Intuitively, it seems like independent quantilization is usually not dangerous. Perhaps there is some cost constraint that allows independent quantilization (or something like it) while forbidding the UFAI encoder. We want something less restrictive than the original cost constraint, but more restrictive than the additive cost constraint.
Can we use this framework to define conservative classifiers (and other learners)?

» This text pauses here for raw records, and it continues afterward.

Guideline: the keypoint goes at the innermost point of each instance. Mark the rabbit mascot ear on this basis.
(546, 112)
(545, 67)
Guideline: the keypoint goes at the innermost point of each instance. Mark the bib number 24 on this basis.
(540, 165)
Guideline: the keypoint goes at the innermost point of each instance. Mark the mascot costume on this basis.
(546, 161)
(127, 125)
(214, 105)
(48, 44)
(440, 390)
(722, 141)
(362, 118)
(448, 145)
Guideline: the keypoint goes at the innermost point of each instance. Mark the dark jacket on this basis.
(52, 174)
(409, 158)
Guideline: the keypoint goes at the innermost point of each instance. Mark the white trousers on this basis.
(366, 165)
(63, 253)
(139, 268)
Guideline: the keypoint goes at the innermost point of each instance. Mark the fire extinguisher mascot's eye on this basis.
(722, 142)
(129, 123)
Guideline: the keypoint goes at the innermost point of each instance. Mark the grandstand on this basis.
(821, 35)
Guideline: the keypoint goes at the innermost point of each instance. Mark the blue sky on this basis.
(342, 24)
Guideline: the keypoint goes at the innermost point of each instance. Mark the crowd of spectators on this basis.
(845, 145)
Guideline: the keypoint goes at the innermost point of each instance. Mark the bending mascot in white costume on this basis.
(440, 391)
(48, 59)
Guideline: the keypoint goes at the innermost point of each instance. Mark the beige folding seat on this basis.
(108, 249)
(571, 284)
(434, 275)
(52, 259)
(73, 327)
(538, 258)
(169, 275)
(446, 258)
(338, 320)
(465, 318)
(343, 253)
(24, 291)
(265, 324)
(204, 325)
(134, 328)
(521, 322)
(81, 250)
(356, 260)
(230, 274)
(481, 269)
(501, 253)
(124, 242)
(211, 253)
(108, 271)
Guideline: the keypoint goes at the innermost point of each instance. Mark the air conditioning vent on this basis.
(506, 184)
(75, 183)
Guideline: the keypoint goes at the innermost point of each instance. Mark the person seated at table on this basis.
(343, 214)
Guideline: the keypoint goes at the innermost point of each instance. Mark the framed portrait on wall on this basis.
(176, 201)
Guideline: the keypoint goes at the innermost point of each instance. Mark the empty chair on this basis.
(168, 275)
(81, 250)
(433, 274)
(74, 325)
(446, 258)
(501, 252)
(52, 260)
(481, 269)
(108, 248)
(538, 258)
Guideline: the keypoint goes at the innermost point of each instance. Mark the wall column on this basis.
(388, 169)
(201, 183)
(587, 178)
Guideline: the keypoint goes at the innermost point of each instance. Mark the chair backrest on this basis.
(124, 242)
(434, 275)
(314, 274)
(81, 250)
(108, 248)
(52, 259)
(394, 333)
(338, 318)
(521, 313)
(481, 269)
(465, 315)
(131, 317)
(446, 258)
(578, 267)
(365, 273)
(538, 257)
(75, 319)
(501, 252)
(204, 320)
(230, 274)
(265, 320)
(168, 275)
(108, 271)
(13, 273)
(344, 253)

We would like to create classifiers that learn from training data and, when deciding what to do with a new example, either classify it (if it looks like the training data) or refuse to classify it (if it looks quite different from the training data). For example, if we train an AI to classify smiling humans as positive and frowning humans as negative, perhaps we want it to refuse to classify molecular smiley faces as either positive or negative. These classifiers should usually classify points when they come from the same distribution as the training data, and they should obey some kind of conservative cost constraint. I am working on writing up a solution to this for a future forum post.

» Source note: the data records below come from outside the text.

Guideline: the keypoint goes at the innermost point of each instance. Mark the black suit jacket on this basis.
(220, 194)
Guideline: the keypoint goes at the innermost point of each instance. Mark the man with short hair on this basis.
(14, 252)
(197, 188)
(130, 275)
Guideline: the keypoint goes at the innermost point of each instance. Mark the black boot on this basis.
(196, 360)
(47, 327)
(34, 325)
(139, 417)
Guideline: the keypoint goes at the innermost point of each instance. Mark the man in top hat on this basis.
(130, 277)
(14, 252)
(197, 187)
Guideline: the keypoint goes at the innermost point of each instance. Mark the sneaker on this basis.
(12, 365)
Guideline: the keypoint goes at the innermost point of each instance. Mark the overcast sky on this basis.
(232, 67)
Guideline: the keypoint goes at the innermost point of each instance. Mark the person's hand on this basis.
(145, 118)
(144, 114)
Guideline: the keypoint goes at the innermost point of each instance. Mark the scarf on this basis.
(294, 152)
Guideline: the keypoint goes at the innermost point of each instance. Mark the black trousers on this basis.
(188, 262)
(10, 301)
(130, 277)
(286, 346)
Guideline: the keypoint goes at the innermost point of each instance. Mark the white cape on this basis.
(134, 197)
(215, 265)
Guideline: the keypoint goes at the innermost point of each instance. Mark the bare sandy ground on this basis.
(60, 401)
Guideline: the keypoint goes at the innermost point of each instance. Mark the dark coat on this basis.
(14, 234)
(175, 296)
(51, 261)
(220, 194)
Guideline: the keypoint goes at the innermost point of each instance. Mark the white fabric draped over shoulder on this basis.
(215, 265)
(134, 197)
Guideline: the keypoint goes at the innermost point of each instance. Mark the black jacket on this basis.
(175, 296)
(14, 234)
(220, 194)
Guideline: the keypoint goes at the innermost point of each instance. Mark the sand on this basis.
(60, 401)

When do “ordinary” \(p_A\) distributions have high cost?
It could be that most ordinary actions that people take are either very good or very bad (and a superintelligence could predict which one it is), due to butterfly effects. In this case, the expected cost of sampling from fairly ordinary \(p_A\) distributions is actually quite high, but it is cancelled out by an equally high expected benefit. However, a quantilizer may preserve most of the expected cost of \(p_A\) without preserving the expected benefit. How much of a problem is this in practice, and how can it be reduced (e.g. is it possible to use false thermodynamic miracles to interfere with butterfly effects)?
Can we use something like a quantilizer to “win”?

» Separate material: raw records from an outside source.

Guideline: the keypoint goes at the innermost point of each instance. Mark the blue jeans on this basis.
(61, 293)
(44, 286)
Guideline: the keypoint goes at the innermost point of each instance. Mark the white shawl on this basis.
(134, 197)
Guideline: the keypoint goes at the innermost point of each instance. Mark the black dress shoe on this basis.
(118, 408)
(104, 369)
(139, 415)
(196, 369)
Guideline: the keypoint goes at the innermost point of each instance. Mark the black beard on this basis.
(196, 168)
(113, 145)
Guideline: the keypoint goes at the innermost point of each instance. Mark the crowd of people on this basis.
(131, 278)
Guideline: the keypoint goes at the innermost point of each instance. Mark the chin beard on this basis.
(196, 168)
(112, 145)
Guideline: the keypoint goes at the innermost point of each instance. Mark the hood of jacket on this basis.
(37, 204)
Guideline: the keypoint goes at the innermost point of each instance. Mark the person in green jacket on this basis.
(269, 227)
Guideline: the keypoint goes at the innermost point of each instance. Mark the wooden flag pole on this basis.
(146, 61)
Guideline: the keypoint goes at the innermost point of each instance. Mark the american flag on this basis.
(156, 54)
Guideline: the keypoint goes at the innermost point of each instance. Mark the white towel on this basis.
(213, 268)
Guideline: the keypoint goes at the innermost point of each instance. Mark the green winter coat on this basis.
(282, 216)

How could an organization with access to superintelligent AI use a conservative agent (such as a quantilizer or a conservative classifier) to drastically reduce existential risk (e.g. by shutting down rogue AI projects)? It would be useful to know what kind of capabilities would be necessary to solve the strategic situation, so that we can see if a conservative agent can deliver these capabilities.